The Brighton duo have also sold a million copies of their debut, the one which rescued British rock. They’ve befriended rock royalty, and, perhaps most fatefully of all, had the Bono talk (more of which later).
How Did We Get So Dark? (a title that is both a self-effacing jab and a commentary on recent global events) Is no great departure from the molten blues garage rock of Royal Blood’s epochal debut. It is maybe more poppy, hook-heavy and streamlined.
The title track’s chorus is offset by a corrosive guitar solo and Queen-like harmonies, while the likes of frazzled stoner rocker Looks Like You Know is the (not very) missing link between Arctic Monkeys and QOTSA. Most of all though, How Did We Get So Dark? hits hard.
"Our first record really is a patchwork of demos and it’s somewhat of a Frankenstein, bodge job really - we’ve got this big sound and we’re gonna bash some tunes out," says Kerr. "That album awarded us this amazing ride we’ve been on . . . with this new album we felt like we had licence to be really creative and make a body of work."
There is much giggling from Thatcher (in his trademark baseball cap) and booming laughter from Kerr. And that’s the thing about Royal Blood; on stage and on record, they may seem like a seething cauldron of sexual tension and suppressed rage, a place where all women are the blues archetype of temptress and jezebel but on downtime, there is much matey slagging and plenty of dumb jokes.
"Humour is our secret weapon," Kerr says as if everybody already knew it. "Things that are funny to us are usually quite creative and inspiring. I think when you’re touching on things that are funny it’s usually because they are quite uncomfortable and when things are uncomfortable it is perhaps because they are unique and different. Whereas something that doesn’t make you feel that is probably mundane and uninteresting.
"If I make a guitar sound and Ben thinks it sounds like a goose, then it’s funny and interesting. I remember when Out of The Black was coming together and to us it was not a good riff, it was a stupid riff - so metal head and white yet when the laughter stops, it reveals itself to be something different and interesting."
"We’ve also really keen into Gordon Ramsay’s Kitchen Nightmares," says Thatcher helpfully. "We find it hilarious but it is, again, quite dark. People are trying to make a success of their business and then he comes along . . . the passion level is brilliant."
Ben, of course, has also received sage advice from another divisive figure: he’s had "the Bono talk", that ritual and rite of passage in every rising rock or pop star’s career when they are cornered by the U2 front man and given a good fatherly talking to about the on-coming madness of success and fame.
"I talked to Bono! He’s a lovely man! I’ve got some time for him," Thatcher says, dropping his slightly detached demeanour for a moment. "I didn’t think I would gel as well as I did with him. I even got invited on his boat down the Thames.

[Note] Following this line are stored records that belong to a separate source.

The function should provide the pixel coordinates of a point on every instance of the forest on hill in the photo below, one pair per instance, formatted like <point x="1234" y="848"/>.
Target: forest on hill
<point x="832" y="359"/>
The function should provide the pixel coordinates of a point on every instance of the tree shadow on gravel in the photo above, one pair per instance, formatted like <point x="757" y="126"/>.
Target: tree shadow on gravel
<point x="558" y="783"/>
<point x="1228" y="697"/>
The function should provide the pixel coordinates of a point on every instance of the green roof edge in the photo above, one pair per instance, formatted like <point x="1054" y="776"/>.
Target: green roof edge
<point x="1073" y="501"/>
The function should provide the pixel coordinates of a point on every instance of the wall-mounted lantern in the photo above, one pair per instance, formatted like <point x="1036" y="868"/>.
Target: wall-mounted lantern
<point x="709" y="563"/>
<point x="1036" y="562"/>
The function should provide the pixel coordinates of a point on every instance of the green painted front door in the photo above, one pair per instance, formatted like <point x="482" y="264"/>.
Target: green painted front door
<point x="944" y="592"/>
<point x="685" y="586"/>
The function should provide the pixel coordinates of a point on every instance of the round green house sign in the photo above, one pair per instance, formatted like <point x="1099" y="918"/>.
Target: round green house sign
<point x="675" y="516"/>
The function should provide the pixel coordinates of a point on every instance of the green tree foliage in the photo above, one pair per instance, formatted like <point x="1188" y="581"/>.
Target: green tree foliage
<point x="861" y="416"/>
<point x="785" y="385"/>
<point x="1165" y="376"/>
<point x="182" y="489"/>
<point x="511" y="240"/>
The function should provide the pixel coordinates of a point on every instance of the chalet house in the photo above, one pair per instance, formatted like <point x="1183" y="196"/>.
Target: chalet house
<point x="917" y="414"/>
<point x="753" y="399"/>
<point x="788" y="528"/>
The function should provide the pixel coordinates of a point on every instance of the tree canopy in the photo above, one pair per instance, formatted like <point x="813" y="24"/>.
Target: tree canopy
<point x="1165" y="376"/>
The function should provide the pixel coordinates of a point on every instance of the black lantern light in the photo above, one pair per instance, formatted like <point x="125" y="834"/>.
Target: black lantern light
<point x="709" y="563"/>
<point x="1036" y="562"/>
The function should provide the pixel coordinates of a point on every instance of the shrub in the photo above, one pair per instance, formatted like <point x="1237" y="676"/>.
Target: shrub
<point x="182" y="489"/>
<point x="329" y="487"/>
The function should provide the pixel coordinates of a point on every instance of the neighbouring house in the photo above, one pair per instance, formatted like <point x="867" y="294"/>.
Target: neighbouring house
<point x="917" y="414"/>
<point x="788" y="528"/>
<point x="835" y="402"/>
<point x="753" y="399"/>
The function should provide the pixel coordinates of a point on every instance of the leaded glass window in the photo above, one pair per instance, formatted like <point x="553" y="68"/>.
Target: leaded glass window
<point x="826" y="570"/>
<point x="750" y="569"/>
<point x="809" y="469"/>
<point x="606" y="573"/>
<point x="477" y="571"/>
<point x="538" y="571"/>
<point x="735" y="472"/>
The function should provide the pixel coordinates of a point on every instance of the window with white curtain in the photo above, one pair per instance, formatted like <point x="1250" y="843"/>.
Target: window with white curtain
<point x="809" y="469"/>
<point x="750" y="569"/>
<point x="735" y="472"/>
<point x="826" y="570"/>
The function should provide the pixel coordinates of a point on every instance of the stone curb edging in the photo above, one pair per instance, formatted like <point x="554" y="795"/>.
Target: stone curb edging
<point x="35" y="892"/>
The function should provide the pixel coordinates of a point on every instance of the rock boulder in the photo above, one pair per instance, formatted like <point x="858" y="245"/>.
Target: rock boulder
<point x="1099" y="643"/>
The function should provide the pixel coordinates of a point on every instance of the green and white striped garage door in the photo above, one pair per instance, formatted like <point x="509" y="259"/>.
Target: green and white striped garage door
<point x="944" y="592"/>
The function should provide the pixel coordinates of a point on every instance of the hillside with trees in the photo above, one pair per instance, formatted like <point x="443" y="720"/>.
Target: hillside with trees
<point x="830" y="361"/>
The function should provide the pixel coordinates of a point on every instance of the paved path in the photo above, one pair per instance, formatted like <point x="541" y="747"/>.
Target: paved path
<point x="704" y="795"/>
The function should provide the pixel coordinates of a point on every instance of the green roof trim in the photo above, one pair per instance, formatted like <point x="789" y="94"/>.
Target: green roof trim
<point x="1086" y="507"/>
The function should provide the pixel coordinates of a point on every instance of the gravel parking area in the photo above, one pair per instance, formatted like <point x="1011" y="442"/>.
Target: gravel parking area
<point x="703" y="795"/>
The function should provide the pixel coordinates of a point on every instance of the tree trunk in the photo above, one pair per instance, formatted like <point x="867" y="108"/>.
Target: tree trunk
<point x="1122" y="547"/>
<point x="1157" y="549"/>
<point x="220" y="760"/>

"Of course, I did it! He was DJing. He is a legend. The first time we ever played in Dublin, the U2 guys left us all the ingredients for Black Velvets in our dressing room with a little note saying, `Welcome to the music industry’ We were like, think of how busy his life is and he had time to think of us."
As well as playing a uniquely-fangled bass guitar that sounds like an orchestra of Fenders, Kerr writes all the lyrics. The new album again writhes with blues laments about devil woman who have done him wrong, the classic femme fatale who will tempt him into eventual self-destruction. There’s even a new song called She’s Creeping.
Why does he return to that theme over and over again? "I’m not sure . . . but yeah, I’ve been hurt many times but those are the things that fascinate me in my experiences of relationships," Kerr says. "Love is still the thing that can break someone no matter who you are or what you’ve achieved, it is still the thing that can destroy a man or a woman so a song like She's Creeping is about the haunting anxiety of thinking about someone else when you’re with someone. Just the shit that people go through but keep quiet and don’t talk about."
Thatcher (29) and Kerr (28) seem primed for further success with How Did We Get So Dark? But both are very self-possessed at the prospect of bigger gigs, bigger sales and more Bono talks.
Kerr gestures at the pile of album covers still waiting to be signed and says: "Other than having to do this shit, success has not changed us. Ok, I think it’s changed our everyday life practically in what we do but we wouldn’t be doing this at home obviously but as people, we’re the same.
"We get referred to as Mike and Ben from Royal Blood whereas to our friends we’re just two blokes from Brighton," says Thatcher. "They don’t wanna hear about the road and that’s a relief because we don’t wanna talk about it - we’re just interested in hearing what Gary did last week . . . "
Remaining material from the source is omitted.